Ten months and twenty-three days into what has been the most bizarre year of my and probably everyone else’s lifetime, I finally felt a deep, comfortable, settling sense of normalcy, if only for a few minutes.

My moment came when I was doing “bungee walks.”

For the last three months I’ve been doing intense rehab both at a clinic and at home following my ACL reconstruction surgery. 
It’s been an all-consuming process from putting my hours in the continuous passive motion machine (CPM) to learning how to walk with crutches to being able to do basic housework again to enduring grueling, painful physical therapy sessions. 

In late August I graduated to a smaller, more functional brace that improved my mobility. The trainer who helped me fit into it declared, “You feel like an athlete again!”

But I haven’t felt like an athlete. I haven’t had time or energy to “feel like an athlete.” A well-meaning friend asked if I was trying out another martial art since I can’t do taekwondo right now. I just laughed. Every moment that I’m not working, eating, or sleeping is spent massaging my still-swollen kneecap or working on extension (painful) and flexion (really painful).

I just want my damn leg to bend and straighten normally.

So it was quite a joyous and surprising sensation when, on a recent Friday morning, I felt a profound sense of normalcy that had been sorely missing since March of this year. 

I was doing my final exercise of the day in physical therapy: bungee walks.

Here’s how it works: I clasp a belt around my hips and click it into a blue stretchy bungee cord connected to the wall. Once I’m clipped in I walk as far as I can back and forth for three minute stints. I walk forward, backward, and side to side with both my left and right legs leading, stretching the cord to about ten to fifteen feet. I look ridiculous, but it’s actually quite fun.
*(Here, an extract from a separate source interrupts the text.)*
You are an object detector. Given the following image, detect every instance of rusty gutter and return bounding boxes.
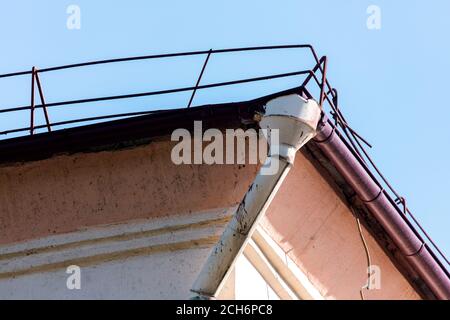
[312,115,450,300]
I can walk at a pretty fast clip with the security of the belt and the cord, faster than I normally can right now. Once I get going, I speed up my pace and try to stretch the cord further. Friday I having so much fun I *nearly* sprinted across the floor, but I didn’t want to risk re-injury doing something I wasn’t really ready to do. So I settled for speed walking. When I was going side to side it felt a little like the bouncy movement of sparring, so I dropped into a fighting stance and scrabbled across the floor with my eyes toward my “target.”

I was panting (my cardio is shot right now), sweating…and smiling. 

NOW I felt like an athlete again.

I haven’t moved quickly or used my fast-twitch muscles or done anything to raise my heart rate since my injury on July 9, 2020. Even though I have been working out and doing some kind of sport since I was a teenager, I was surprised at (1) how easy it was to forget that feeling and (2) how much I deeply missed it. 

Moving like an athlete is my “normal,” and it was so satisfying to feel it again. I know I can access that feeling again, and it will happen more frequently over time.

So be open to receiving whatever your “normal” is as we brave through the final two months of 2020.
You might be pleasantly surprised at what you find.